Singh Nagendra Madan, Sathyaprabha T N, Thirthalli Jagadisha, Andrade Chittaranjan
Department of Psychopharmacology, National Institute of Mental Health and Neurosciences, Bengaluru, Karnataka, India.
Department of Neurophysiology, National Institute of Mental Health and Neurosciences, Bengaluru, Karnataka, India.
Indian J Psychiatry. 2018 Jan-Mar;60(1):17-23. doi: 10.4103/psychiatry.IndianJPsychiatry_88_18.
No electroconvulsive therapy (ECT) study on humans or in animal models has so far examined whether differently composed electrical stimuli exert different cardiac electrophysiological effects at constant electrical dose. The subject is important because cardiac electrophysiological changes may provide indirect information about ECT seizure quality as modulated by stimulus composition.
Adult female Wistar rats ( = 20/group) received fixed, moderately suprathreshold (18 mC) electrical stimuli. This stimulus in each of eight groups was formed by varying pulse amplitude, pulse width, pulse frequency, and stimulus duration. The electrocardiogram was recorded, and time and frequency domain variables were examined in 30 s epochs in preictal (30 s before electroconvulsive shock [ECS]), early postictal (starting 15 s after stimulation), and late postictal (5 h after ECS) periods. Alpha for statistical significance was set at < 0.01 to adjust for multiple hypothesis testing.

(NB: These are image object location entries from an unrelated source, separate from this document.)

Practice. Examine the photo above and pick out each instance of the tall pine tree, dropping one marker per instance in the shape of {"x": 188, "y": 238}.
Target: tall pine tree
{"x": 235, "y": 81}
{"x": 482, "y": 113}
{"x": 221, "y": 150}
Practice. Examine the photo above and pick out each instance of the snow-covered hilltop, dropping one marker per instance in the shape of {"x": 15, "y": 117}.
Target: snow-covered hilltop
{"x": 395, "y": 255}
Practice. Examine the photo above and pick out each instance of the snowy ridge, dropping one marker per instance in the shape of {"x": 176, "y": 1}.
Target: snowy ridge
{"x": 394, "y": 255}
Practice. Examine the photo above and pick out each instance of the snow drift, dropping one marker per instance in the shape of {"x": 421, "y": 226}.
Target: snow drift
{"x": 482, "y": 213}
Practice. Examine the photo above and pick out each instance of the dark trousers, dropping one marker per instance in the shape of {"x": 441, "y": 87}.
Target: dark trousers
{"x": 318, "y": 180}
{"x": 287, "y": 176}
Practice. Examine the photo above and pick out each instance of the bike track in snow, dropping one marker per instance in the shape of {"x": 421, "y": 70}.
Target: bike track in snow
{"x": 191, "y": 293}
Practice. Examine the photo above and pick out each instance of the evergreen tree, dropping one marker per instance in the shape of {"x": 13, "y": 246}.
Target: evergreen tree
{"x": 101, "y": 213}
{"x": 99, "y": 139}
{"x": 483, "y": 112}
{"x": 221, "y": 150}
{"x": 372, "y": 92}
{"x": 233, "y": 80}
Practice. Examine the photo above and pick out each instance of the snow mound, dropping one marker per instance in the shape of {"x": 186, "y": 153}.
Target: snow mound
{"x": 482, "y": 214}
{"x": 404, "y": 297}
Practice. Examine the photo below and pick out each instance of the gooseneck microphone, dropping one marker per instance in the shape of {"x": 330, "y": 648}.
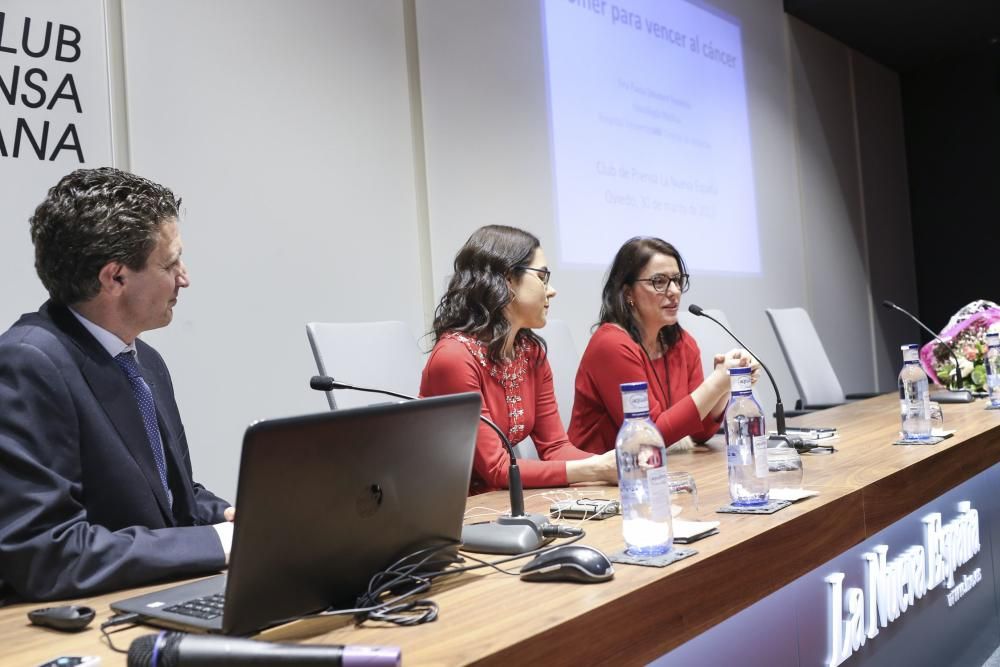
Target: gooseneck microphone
{"x": 779, "y": 408}
{"x": 952, "y": 395}
{"x": 513, "y": 533}
{"x": 177, "y": 649}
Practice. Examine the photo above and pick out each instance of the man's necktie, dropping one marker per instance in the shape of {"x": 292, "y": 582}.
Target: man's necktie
{"x": 144, "y": 398}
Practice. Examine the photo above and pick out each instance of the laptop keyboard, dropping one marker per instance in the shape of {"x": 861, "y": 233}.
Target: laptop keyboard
{"x": 207, "y": 607}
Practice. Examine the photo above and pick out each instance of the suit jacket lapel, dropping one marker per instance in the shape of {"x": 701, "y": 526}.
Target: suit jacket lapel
{"x": 114, "y": 394}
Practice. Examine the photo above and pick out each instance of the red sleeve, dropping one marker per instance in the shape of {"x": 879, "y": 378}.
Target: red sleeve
{"x": 451, "y": 369}
{"x": 549, "y": 435}
{"x": 696, "y": 375}
{"x": 616, "y": 359}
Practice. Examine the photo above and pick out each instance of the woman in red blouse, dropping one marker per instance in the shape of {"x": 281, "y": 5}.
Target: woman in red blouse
{"x": 638, "y": 339}
{"x": 484, "y": 343}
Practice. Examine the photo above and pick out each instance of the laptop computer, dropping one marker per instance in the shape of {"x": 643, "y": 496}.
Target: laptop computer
{"x": 325, "y": 501}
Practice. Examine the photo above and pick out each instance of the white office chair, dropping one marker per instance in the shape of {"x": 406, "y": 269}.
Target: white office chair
{"x": 368, "y": 354}
{"x": 811, "y": 369}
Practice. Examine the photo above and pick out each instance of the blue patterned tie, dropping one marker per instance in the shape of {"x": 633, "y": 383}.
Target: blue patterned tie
{"x": 144, "y": 398}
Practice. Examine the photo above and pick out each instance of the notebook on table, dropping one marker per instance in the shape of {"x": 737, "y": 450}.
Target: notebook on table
{"x": 324, "y": 502}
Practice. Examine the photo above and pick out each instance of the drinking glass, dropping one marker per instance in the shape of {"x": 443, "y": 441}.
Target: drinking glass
{"x": 683, "y": 494}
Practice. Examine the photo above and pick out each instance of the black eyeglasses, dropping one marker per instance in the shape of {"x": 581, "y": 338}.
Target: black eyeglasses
{"x": 661, "y": 283}
{"x": 543, "y": 274}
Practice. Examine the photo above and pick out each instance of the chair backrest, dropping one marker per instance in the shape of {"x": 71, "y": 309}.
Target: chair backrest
{"x": 811, "y": 369}
{"x": 710, "y": 337}
{"x": 564, "y": 360}
{"x": 368, "y": 354}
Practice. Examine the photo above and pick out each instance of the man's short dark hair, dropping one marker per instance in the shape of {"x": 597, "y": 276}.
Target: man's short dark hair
{"x": 92, "y": 217}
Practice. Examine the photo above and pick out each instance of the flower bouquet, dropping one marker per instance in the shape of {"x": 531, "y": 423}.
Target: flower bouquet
{"x": 966, "y": 331}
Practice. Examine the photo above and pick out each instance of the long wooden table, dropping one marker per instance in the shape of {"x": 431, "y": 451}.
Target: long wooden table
{"x": 490, "y": 618}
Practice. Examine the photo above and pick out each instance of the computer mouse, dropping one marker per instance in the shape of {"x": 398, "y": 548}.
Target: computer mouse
{"x": 572, "y": 562}
{"x": 68, "y": 618}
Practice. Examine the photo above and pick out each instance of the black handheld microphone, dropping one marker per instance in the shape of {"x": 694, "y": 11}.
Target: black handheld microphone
{"x": 513, "y": 533}
{"x": 952, "y": 395}
{"x": 177, "y": 649}
{"x": 779, "y": 408}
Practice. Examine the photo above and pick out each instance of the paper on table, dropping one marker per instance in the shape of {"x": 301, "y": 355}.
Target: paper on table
{"x": 791, "y": 495}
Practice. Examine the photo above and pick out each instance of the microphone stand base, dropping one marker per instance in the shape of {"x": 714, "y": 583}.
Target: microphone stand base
{"x": 509, "y": 535}
{"x": 951, "y": 396}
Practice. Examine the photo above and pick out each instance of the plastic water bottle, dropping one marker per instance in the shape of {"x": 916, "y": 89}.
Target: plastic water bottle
{"x": 642, "y": 477}
{"x": 993, "y": 368}
{"x": 746, "y": 443}
{"x": 914, "y": 396}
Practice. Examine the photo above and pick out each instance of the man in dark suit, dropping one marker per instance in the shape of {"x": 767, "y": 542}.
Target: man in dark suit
{"x": 96, "y": 489}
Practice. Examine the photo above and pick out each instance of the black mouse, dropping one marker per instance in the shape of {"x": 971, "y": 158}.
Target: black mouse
{"x": 69, "y": 618}
{"x": 572, "y": 562}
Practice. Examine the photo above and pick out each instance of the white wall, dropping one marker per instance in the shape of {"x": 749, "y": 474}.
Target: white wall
{"x": 330, "y": 168}
{"x": 286, "y": 129}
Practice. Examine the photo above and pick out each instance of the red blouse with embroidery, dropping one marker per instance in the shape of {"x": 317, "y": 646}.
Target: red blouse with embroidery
{"x": 517, "y": 396}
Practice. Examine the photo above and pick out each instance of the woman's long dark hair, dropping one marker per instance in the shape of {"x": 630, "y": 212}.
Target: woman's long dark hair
{"x": 478, "y": 291}
{"x": 625, "y": 268}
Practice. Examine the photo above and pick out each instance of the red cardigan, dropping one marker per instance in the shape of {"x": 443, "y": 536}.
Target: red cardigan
{"x": 613, "y": 358}
{"x": 517, "y": 396}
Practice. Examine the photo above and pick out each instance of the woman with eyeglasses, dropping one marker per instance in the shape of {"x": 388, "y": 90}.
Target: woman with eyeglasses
{"x": 638, "y": 339}
{"x": 484, "y": 343}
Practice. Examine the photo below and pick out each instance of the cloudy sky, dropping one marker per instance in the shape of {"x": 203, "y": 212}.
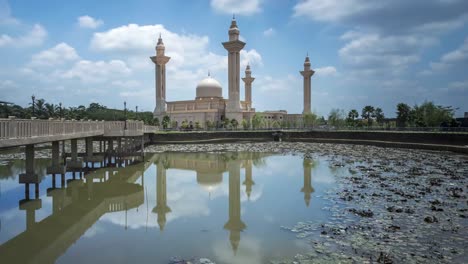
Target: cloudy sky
{"x": 364, "y": 52}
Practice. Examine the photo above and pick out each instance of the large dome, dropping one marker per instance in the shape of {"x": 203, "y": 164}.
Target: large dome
{"x": 209, "y": 87}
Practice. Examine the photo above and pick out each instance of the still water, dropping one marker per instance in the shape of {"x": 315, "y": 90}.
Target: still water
{"x": 228, "y": 207}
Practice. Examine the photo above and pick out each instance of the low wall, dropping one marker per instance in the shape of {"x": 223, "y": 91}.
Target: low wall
{"x": 457, "y": 142}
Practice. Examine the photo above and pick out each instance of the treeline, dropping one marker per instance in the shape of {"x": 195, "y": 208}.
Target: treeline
{"x": 427, "y": 114}
{"x": 44, "y": 110}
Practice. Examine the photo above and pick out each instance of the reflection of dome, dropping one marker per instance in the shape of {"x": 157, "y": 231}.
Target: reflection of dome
{"x": 209, "y": 87}
{"x": 209, "y": 180}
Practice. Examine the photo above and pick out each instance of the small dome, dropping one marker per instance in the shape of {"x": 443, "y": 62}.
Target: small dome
{"x": 209, "y": 87}
{"x": 209, "y": 180}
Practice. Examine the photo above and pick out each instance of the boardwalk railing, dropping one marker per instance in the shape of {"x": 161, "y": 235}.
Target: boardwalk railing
{"x": 24, "y": 128}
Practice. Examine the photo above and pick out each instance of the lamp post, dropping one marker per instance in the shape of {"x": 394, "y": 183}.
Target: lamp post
{"x": 125, "y": 115}
{"x": 34, "y": 100}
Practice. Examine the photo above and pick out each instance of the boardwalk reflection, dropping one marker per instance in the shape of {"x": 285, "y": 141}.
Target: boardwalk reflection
{"x": 75, "y": 209}
{"x": 87, "y": 197}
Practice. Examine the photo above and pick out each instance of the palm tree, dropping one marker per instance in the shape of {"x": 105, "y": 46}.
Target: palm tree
{"x": 368, "y": 114}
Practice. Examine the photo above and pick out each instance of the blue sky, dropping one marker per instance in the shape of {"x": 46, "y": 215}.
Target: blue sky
{"x": 364, "y": 52}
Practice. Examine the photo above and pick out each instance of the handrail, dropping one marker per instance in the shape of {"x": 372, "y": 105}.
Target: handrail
{"x": 29, "y": 128}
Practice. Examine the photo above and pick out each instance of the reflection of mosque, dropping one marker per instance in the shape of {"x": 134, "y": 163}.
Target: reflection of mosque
{"x": 78, "y": 203}
{"x": 209, "y": 169}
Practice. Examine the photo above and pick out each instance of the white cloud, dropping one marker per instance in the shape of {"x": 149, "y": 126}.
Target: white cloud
{"x": 96, "y": 71}
{"x": 460, "y": 86}
{"x": 126, "y": 83}
{"x": 7, "y": 84}
{"x": 326, "y": 71}
{"x": 5, "y": 14}
{"x": 269, "y": 32}
{"x": 34, "y": 37}
{"x": 333, "y": 10}
{"x": 451, "y": 59}
{"x": 57, "y": 55}
{"x": 89, "y": 22}
{"x": 373, "y": 53}
{"x": 241, "y": 7}
{"x": 190, "y": 56}
{"x": 251, "y": 57}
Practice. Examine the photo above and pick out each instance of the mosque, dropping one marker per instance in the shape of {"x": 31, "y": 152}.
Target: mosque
{"x": 209, "y": 106}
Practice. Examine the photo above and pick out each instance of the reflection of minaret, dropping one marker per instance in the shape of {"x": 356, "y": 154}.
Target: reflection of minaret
{"x": 30, "y": 206}
{"x": 234, "y": 224}
{"x": 307, "y": 73}
{"x": 160, "y": 61}
{"x": 161, "y": 198}
{"x": 307, "y": 189}
{"x": 248, "y": 178}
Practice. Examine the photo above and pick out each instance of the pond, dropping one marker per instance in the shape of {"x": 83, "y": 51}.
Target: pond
{"x": 241, "y": 203}
{"x": 227, "y": 207}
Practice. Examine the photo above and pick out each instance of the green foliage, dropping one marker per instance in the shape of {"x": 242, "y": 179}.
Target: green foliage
{"x": 352, "y": 116}
{"x": 367, "y": 114}
{"x": 156, "y": 122}
{"x": 257, "y": 120}
{"x": 336, "y": 118}
{"x": 234, "y": 123}
{"x": 197, "y": 125}
{"x": 430, "y": 115}
{"x": 379, "y": 115}
{"x": 166, "y": 121}
{"x": 245, "y": 124}
{"x": 403, "y": 115}
{"x": 309, "y": 119}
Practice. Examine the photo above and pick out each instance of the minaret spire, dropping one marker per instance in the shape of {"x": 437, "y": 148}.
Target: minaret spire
{"x": 248, "y": 80}
{"x": 160, "y": 61}
{"x": 307, "y": 74}
{"x": 234, "y": 46}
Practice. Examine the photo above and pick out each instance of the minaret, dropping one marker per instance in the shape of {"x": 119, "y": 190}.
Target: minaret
{"x": 307, "y": 73}
{"x": 248, "y": 80}
{"x": 160, "y": 60}
{"x": 234, "y": 224}
{"x": 248, "y": 182}
{"x": 234, "y": 46}
{"x": 161, "y": 198}
{"x": 307, "y": 189}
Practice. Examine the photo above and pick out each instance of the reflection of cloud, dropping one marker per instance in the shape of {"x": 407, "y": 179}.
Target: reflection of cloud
{"x": 91, "y": 232}
{"x": 249, "y": 251}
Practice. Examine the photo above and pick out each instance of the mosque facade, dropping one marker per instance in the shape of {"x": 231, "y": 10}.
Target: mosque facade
{"x": 209, "y": 106}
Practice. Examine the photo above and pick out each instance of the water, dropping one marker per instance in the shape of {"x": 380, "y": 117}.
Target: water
{"x": 227, "y": 207}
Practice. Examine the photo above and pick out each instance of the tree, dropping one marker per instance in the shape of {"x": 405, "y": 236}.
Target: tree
{"x": 352, "y": 116}
{"x": 156, "y": 121}
{"x": 245, "y": 124}
{"x": 166, "y": 121}
{"x": 379, "y": 115}
{"x": 403, "y": 115}
{"x": 234, "y": 123}
{"x": 257, "y": 120}
{"x": 367, "y": 114}
{"x": 430, "y": 115}
{"x": 309, "y": 119}
{"x": 197, "y": 125}
{"x": 336, "y": 117}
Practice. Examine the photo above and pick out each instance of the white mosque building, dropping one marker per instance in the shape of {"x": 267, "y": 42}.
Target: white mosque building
{"x": 209, "y": 106}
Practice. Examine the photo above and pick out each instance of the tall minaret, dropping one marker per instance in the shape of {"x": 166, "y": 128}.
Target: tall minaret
{"x": 234, "y": 224}
{"x": 307, "y": 189}
{"x": 248, "y": 182}
{"x": 234, "y": 46}
{"x": 307, "y": 73}
{"x": 161, "y": 196}
{"x": 160, "y": 60}
{"x": 248, "y": 80}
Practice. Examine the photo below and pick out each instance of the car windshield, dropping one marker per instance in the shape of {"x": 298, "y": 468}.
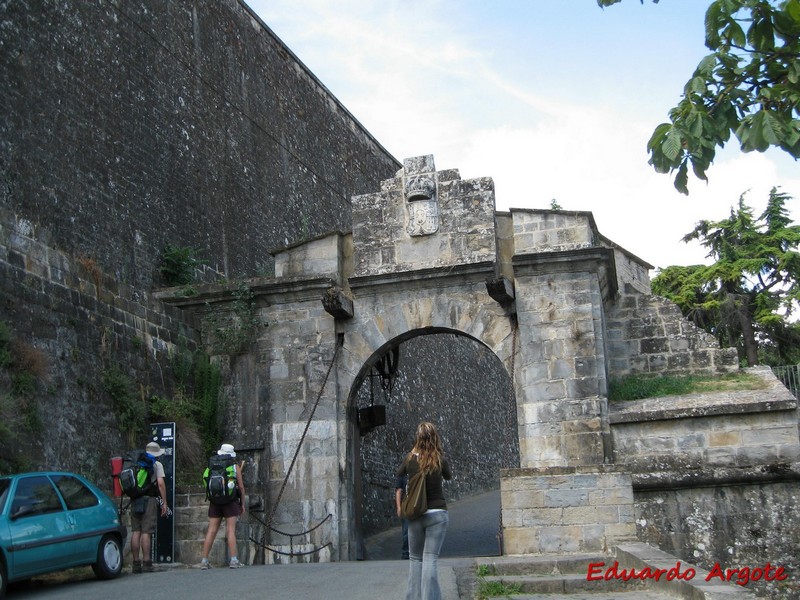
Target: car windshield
{"x": 5, "y": 483}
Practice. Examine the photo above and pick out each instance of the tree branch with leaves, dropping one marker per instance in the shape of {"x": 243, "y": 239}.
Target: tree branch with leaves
{"x": 747, "y": 297}
{"x": 749, "y": 86}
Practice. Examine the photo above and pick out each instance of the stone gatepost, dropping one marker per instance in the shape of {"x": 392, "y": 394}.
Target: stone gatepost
{"x": 565, "y": 497}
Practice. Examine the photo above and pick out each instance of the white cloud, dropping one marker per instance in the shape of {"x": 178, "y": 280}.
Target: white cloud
{"x": 430, "y": 78}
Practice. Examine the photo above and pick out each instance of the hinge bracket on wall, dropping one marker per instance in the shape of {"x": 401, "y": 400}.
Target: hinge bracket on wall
{"x": 337, "y": 303}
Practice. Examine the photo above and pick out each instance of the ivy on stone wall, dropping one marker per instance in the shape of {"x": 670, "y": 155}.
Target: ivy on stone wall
{"x": 232, "y": 331}
{"x": 23, "y": 370}
{"x": 129, "y": 407}
{"x": 179, "y": 264}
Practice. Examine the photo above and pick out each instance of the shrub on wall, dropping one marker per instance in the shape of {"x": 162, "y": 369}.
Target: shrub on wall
{"x": 24, "y": 371}
{"x": 178, "y": 264}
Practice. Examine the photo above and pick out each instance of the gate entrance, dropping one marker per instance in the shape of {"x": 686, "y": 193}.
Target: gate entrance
{"x": 528, "y": 292}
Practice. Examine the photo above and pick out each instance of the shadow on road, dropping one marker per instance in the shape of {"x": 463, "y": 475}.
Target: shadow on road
{"x": 474, "y": 525}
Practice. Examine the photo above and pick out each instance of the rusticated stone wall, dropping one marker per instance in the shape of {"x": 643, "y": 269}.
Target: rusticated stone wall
{"x": 716, "y": 477}
{"x": 648, "y": 334}
{"x": 129, "y": 126}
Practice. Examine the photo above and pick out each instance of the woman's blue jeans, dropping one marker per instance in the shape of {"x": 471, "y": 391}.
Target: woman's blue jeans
{"x": 425, "y": 539}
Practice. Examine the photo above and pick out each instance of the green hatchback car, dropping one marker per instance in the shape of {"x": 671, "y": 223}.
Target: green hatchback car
{"x": 50, "y": 521}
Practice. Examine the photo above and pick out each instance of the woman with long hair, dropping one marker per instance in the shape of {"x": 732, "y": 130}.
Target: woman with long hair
{"x": 426, "y": 534}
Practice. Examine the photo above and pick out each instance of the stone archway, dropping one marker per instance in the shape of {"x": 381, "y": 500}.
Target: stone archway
{"x": 455, "y": 382}
{"x": 427, "y": 253}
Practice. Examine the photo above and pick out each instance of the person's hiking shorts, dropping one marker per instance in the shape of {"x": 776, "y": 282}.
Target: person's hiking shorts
{"x": 145, "y": 522}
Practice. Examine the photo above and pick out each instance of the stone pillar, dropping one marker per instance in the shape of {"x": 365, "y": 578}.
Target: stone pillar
{"x": 565, "y": 498}
{"x": 561, "y": 378}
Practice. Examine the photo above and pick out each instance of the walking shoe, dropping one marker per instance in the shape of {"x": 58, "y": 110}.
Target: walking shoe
{"x": 149, "y": 567}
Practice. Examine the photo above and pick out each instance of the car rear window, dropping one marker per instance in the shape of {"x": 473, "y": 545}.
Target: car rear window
{"x": 5, "y": 483}
{"x": 75, "y": 493}
{"x": 35, "y": 496}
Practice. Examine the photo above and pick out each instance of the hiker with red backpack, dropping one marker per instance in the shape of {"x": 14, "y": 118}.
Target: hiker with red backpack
{"x": 226, "y": 496}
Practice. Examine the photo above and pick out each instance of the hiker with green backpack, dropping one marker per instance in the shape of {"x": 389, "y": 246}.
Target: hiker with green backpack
{"x": 142, "y": 480}
{"x": 225, "y": 493}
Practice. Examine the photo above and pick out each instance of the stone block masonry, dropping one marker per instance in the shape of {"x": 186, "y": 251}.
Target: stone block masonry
{"x": 559, "y": 510}
{"x": 84, "y": 322}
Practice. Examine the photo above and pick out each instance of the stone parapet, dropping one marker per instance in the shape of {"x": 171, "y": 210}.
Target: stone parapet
{"x": 566, "y": 509}
{"x": 707, "y": 432}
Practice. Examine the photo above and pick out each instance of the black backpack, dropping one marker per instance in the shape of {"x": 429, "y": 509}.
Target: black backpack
{"x": 136, "y": 477}
{"x": 220, "y": 479}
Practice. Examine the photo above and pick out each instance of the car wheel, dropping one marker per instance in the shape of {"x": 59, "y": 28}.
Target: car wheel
{"x": 109, "y": 558}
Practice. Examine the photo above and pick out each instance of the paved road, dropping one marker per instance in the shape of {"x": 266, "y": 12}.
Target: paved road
{"x": 472, "y": 532}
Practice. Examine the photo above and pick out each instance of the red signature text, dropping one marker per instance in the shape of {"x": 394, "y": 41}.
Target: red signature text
{"x": 739, "y": 575}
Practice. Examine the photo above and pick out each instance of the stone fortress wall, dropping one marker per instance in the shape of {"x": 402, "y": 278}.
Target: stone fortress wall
{"x": 211, "y": 134}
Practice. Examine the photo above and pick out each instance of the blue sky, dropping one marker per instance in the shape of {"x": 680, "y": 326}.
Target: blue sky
{"x": 552, "y": 99}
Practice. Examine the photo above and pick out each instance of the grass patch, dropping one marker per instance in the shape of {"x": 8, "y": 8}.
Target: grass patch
{"x": 494, "y": 588}
{"x": 637, "y": 387}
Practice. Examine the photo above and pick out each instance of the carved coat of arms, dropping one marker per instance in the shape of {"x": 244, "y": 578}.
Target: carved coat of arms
{"x": 423, "y": 207}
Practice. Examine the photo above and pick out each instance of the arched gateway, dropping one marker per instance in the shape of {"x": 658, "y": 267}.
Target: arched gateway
{"x": 428, "y": 252}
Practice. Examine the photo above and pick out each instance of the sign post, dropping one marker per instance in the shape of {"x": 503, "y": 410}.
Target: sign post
{"x": 164, "y": 538}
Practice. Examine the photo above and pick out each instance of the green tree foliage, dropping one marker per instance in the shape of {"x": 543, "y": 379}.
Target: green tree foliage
{"x": 746, "y": 298}
{"x": 749, "y": 86}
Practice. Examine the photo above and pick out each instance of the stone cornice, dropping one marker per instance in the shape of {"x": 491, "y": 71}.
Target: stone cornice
{"x": 285, "y": 289}
{"x": 445, "y": 276}
{"x": 583, "y": 260}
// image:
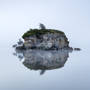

Cardiac electrophysiological indices in the eight groups did not differ significantly at baseline. At both early and late postictal time points, almost no analysis yielded statistically significant differences between groups for four time domain variables, including heart rate and standard deviation of R-R intervals, and for six frequency domain variables, including low-frequency power, high-frequency power, and total power.
Cardiac electrophysiological measures may not be helpful to identify differences in seizure quality that are driven by differences in the composition of electrical stimuli at constant, moderately suprathreshold electrical dose. The generalization of this conclusion to threshold electrical doses and to human contexts requires a study.
迄今为止,尚无关于人类或动物模型的电休克治疗(ECT)研究考察过在恒定电剂量下,不同组成的电刺激是否会产生不同的心脏电生理效应。这个问题很重要,因为心脏电生理变化可能会提供有关受刺激组成调节的ECT癫痫发作质量的间接信息。
成年雌性Wistar大鼠(每组20只)接受固定的、适度阈上(18 mC)电刺激。八组中的每组刺激均通过改变脉冲幅度、脉冲宽度、脉冲频率和刺激持续时间形成。记录心电图,并在癫痫发作前(电休克[ECS]前30秒)、发作早期(刺激后15秒开始)和发作后期(ECS后5小时)的30秒时段内检查时域和频域变量。为校正多重假设检验,将统计学显著性的α设定为<0.01。
八组的心脏电生理指标在基线时无显著差异。在发作早期和晚期的时间点,对于包括心率和R-R间期标准差在内的四个时域变量,以及包括低频功率、高频功率和总功率在内的六个频域变量,几乎没有分析得出组间有统计学显著差异。
在恒定的、适度阈上电剂量下,心脏电生理测量可能无助于识别由电刺激组成差异所驱动的癫痫发作质量差异。将这一结论推广到阈下电剂量和人类情况需要进一步研究。